Does this sentence make sense?I am enrolling in university next year.
In the United States it is much more common to say, "I am enrolling in college next year." If you have a specific university in mind, then it would be correct to say, "I am enrolling at Harvard or Columbia or Berkeley or wherever next year." And in that case you would say "at" rather than "in." But I don't think any American would say I am enrolling in university or enrolling in a university. "College" is a sort of generic term that includes colleges and universities. A lot of people will say something like, "I'm going to college after I graduate," when they intend to go to a university.

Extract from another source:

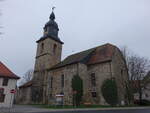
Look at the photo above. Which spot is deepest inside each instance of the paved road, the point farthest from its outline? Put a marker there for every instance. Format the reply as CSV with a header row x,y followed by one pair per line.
x,y
31,109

Come to think of it, I don't believe it is customary to use the word "enrolling" unless you have a specific institution in mind. "Enrolling" means going into the administration building, finding the right window or office, and signing some papers and probably paying some money--going through a formal procedure.
To some extent, the answer to your question depends upon where you live. Different areas of the world use slightly different grammatical rules for the English language. Therefore, the reaction to your sentence would depend upon where you were using it.
In the United States, you would add an article such as "the" or "a" before the noun "university," to make your corrected sentence something following the pattern of, "I am enrolling in the university next year." Note that you would use "a" since the vowel university starts with sounds like the y sound..
In the United Kingdom, the sentence as you presented it would be acceptable. British English grammar does not use articles in that type of sentence construction.